1. Die allgemeinen Voraussetzungen eines wettbewerbsrechtlichen Unterlassungsanspruchs liegen vor. Die Vorschrift des Art. 10 Abs. 1 der Verordnung (EG) Nr. 1924/2006 ist eine Marktverhaltensregelung im Sinne des § 4 Nr. 11 UWG. Ihre Verletzung ist geeignet, den Wettbewerb zum Nachteil der Mitbewerber und Verbraucher im Sinne des § 3 Abs. 1 UWG spürbar zu beeinträchtigen (BGH, Urteil vom 17. Januar 2013 - I ZR 5/12, GRUR 2013, 958 Rn. 22 = WRP 2013, 1179 - Vitalpilze).

2. Im Streitfall sind auch die Voraussetzungen des Art. 10 Abs. 1 der Verordnung (EG) Nr. 1924/2006 gegeben.

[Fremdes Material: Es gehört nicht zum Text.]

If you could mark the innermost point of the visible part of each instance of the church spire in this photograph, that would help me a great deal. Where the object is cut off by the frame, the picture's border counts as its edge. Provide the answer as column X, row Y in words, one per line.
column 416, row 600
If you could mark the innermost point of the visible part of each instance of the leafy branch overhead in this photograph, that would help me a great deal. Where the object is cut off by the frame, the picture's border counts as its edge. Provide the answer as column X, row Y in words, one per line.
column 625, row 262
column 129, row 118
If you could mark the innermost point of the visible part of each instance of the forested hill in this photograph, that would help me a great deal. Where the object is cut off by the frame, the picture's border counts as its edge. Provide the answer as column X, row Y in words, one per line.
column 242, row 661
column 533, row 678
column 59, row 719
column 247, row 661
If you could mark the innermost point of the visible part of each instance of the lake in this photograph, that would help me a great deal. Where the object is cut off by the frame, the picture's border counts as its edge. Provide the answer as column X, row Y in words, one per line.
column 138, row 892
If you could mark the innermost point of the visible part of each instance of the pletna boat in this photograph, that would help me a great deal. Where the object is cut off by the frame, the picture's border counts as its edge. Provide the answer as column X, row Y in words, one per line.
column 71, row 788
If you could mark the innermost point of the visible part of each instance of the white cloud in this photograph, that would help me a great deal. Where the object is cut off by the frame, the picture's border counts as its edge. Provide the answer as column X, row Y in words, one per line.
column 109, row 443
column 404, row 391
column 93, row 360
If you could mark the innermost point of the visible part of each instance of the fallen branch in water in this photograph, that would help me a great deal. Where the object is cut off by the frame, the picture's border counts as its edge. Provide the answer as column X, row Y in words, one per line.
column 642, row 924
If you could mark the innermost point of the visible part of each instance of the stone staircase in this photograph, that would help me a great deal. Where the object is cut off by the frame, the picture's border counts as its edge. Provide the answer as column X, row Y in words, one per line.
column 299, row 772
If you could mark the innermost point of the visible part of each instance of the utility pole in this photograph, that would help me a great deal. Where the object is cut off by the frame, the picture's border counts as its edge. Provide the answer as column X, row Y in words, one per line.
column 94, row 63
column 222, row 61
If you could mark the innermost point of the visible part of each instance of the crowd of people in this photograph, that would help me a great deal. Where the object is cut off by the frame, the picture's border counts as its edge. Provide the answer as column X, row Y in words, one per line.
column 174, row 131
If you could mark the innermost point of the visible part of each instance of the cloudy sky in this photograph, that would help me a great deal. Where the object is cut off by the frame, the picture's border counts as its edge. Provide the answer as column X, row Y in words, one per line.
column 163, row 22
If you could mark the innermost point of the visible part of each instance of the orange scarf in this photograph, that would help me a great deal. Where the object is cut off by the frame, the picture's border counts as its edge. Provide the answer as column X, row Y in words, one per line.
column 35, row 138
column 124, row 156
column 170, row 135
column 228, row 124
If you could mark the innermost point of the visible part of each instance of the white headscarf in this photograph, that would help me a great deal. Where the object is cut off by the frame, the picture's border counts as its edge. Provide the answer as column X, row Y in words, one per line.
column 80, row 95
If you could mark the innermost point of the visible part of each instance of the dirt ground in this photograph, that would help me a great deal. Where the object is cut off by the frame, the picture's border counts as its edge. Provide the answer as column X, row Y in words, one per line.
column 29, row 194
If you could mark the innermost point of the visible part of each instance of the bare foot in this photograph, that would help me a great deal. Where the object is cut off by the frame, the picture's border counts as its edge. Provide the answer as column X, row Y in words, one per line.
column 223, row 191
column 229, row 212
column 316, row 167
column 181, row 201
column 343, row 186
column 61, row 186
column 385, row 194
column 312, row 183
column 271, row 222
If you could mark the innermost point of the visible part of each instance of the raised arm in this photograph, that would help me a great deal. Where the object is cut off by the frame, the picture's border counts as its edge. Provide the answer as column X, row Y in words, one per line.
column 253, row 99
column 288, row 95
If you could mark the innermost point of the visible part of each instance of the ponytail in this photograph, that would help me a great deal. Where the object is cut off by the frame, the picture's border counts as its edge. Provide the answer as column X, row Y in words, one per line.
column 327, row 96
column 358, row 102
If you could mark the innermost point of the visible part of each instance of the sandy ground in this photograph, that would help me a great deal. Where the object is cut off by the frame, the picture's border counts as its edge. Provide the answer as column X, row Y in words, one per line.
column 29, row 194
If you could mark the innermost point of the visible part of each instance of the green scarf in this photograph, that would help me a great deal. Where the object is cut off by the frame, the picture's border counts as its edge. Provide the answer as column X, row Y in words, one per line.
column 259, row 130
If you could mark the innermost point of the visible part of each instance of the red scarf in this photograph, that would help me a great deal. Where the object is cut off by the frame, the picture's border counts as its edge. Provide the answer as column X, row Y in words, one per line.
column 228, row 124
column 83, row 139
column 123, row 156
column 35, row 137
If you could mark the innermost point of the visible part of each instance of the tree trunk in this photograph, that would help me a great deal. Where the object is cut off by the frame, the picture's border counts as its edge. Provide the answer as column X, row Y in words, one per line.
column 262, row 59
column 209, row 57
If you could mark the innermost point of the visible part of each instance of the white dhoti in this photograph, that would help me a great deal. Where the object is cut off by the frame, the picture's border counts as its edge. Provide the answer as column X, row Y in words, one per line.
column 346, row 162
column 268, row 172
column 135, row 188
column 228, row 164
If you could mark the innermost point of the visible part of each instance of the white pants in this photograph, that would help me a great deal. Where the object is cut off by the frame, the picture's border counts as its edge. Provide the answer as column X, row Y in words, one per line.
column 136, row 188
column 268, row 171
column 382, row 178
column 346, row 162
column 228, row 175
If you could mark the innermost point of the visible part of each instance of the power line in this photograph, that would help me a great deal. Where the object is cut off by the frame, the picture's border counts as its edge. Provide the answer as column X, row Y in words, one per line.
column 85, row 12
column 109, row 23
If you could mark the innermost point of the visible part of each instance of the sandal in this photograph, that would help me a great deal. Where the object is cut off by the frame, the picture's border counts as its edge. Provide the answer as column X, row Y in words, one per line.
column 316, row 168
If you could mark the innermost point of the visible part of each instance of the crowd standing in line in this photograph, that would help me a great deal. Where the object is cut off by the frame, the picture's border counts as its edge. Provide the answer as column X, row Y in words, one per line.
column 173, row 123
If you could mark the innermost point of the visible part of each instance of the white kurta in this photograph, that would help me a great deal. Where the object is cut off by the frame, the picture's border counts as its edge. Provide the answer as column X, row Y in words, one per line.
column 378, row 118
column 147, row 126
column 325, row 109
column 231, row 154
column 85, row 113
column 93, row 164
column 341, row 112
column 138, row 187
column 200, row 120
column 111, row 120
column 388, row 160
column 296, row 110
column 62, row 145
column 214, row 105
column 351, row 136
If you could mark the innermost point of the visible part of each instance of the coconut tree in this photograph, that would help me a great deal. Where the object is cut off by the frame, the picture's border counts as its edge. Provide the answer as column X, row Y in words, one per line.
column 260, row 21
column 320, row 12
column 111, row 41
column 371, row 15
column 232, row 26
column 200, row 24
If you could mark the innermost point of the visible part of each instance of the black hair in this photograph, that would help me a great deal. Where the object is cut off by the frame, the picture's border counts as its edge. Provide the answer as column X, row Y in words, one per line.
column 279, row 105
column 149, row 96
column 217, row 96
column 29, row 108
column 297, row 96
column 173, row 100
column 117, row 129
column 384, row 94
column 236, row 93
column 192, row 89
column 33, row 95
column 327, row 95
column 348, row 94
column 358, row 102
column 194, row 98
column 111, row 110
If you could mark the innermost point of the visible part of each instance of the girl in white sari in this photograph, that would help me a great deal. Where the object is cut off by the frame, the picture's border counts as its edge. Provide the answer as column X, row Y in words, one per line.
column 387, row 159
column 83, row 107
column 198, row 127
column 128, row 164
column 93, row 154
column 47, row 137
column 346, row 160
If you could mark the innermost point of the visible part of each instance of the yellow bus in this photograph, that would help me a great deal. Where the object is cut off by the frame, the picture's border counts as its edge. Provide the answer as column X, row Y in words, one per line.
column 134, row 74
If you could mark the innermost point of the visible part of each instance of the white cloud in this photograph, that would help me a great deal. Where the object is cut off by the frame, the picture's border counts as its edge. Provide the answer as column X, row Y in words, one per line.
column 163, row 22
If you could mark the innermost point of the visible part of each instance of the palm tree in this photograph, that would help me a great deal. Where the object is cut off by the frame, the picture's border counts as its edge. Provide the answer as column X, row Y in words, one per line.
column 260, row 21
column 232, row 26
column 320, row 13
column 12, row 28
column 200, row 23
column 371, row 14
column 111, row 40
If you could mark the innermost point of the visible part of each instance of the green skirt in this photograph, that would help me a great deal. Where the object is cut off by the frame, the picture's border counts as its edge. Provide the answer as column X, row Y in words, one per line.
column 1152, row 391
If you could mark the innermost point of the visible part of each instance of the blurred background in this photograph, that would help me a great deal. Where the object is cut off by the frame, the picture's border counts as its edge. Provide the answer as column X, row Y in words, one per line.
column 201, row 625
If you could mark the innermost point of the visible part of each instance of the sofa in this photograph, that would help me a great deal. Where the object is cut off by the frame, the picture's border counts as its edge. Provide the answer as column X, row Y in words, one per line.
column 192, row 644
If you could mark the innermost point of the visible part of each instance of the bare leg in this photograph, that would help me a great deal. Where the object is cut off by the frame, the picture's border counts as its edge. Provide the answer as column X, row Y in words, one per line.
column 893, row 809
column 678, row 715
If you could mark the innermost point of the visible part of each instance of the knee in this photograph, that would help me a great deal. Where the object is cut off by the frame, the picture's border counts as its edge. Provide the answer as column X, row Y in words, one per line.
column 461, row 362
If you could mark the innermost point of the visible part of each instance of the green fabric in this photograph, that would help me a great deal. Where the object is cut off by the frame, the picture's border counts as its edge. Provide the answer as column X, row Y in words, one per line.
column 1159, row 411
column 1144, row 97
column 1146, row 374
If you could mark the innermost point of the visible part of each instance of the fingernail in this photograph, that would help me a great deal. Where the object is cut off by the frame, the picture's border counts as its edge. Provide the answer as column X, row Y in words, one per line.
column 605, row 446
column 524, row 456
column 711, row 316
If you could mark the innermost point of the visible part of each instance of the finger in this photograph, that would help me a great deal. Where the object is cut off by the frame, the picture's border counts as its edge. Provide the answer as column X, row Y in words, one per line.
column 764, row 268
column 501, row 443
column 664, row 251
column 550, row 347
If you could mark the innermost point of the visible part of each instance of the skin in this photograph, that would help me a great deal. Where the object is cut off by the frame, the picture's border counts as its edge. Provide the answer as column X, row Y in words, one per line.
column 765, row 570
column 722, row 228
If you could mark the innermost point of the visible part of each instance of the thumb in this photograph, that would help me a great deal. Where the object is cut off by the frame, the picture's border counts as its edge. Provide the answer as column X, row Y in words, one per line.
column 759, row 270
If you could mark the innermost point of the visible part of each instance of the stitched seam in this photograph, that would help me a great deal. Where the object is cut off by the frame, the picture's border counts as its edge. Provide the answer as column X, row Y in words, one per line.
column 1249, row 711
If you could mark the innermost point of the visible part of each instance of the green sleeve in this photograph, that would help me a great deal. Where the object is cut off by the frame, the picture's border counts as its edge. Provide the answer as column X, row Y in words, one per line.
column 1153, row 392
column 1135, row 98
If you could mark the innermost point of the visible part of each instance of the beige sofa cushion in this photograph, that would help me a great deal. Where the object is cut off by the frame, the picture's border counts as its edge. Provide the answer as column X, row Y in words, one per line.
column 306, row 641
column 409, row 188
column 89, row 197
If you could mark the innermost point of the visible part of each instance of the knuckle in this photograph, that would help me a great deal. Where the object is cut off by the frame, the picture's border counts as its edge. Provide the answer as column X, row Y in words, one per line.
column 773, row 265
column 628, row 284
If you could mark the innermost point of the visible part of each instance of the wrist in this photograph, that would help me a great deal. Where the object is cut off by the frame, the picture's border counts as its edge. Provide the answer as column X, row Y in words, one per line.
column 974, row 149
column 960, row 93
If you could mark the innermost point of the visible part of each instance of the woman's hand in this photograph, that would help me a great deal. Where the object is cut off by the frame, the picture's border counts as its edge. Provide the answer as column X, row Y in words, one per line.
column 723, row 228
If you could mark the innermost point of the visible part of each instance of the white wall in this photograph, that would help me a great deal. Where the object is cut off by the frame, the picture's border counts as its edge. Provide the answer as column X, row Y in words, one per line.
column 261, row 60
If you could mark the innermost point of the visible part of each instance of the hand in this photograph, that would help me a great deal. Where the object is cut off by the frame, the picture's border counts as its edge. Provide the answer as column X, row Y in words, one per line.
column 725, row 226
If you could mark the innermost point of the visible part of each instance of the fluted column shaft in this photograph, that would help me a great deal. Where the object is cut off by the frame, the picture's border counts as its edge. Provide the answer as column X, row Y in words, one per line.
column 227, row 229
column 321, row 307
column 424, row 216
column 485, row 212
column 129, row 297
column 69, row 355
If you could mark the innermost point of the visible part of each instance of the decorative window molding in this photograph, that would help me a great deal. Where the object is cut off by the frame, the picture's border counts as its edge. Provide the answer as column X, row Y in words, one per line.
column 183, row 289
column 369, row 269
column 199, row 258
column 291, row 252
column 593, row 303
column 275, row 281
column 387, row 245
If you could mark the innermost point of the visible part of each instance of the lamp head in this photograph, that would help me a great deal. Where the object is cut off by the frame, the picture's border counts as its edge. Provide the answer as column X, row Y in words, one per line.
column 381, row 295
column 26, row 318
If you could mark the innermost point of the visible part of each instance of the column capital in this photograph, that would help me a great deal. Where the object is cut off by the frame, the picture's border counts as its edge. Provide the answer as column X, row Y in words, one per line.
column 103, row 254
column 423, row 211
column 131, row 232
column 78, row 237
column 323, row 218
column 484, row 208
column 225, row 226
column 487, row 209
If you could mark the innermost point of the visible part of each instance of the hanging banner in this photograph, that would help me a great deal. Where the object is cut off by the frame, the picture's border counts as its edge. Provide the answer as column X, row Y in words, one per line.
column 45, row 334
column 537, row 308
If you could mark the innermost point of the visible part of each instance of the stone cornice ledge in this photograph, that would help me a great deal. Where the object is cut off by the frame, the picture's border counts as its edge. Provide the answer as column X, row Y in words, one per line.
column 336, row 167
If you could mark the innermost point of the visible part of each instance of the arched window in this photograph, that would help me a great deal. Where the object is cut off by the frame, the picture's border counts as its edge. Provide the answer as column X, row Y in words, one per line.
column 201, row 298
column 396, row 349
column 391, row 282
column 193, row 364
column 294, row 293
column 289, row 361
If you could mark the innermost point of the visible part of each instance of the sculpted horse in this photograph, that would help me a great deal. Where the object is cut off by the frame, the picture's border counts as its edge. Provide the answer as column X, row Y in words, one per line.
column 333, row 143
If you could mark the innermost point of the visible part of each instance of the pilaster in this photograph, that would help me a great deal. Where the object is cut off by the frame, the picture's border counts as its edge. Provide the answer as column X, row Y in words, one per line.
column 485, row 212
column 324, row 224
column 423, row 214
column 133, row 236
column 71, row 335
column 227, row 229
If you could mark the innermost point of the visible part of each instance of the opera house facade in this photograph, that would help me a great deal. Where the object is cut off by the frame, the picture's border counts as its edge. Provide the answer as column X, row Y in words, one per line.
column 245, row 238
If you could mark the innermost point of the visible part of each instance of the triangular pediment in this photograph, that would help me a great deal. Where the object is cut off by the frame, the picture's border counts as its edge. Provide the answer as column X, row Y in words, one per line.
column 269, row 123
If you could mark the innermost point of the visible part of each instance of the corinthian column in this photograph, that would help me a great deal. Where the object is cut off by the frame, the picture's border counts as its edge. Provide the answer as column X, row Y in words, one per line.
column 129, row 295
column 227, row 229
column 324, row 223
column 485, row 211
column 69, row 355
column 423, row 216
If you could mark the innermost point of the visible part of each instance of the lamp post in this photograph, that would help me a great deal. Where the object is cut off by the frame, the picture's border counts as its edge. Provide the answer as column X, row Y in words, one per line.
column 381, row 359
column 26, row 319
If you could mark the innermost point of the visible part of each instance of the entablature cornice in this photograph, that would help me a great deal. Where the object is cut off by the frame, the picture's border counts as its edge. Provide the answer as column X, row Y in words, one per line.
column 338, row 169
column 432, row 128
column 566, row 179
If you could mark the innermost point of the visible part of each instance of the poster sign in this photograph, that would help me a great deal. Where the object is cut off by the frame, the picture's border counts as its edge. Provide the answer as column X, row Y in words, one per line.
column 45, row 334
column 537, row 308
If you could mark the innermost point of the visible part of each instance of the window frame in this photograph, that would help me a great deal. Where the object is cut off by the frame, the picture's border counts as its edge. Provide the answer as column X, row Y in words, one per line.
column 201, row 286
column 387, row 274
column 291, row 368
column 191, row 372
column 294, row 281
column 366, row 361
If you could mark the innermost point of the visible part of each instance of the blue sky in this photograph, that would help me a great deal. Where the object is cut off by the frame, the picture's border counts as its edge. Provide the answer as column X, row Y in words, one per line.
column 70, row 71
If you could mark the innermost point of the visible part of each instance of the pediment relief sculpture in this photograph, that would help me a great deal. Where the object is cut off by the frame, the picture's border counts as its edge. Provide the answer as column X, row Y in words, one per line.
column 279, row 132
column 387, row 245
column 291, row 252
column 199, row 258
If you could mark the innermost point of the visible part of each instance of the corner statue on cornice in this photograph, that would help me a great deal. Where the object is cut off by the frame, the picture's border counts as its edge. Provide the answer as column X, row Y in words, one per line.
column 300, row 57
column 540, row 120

a) Danach sind gesundheitsbezogene Angaben verboten, sofern sie nicht den allgemeinen Anforderungen in Kapitel II und den speziellen Anforderungen in Kapitel IV der Verordnung entsprechen, nach ihr zugelassen und in die Liste der zugelassenen Angaben gemäß den Art. 13 und 14 der Verordnung aufgenommen sind. Da bei der angegriffenen Bezeichnung "Praebiotik¨ + Probiotik¨" jedenfalls das letztere nicht der Fall ist, kommt es im Streitfall darauf an, ob die Bezeichnung eine gesundheitsbezogene Angabe im Sinne von Art. 2 Abs. 2 Nr. 5 der Verordnung (EG) Nr. 1924/2006 ist. Das Berufungsgericht hat dies verneint. Dagegen wendet sich die Revision mit Erfolg.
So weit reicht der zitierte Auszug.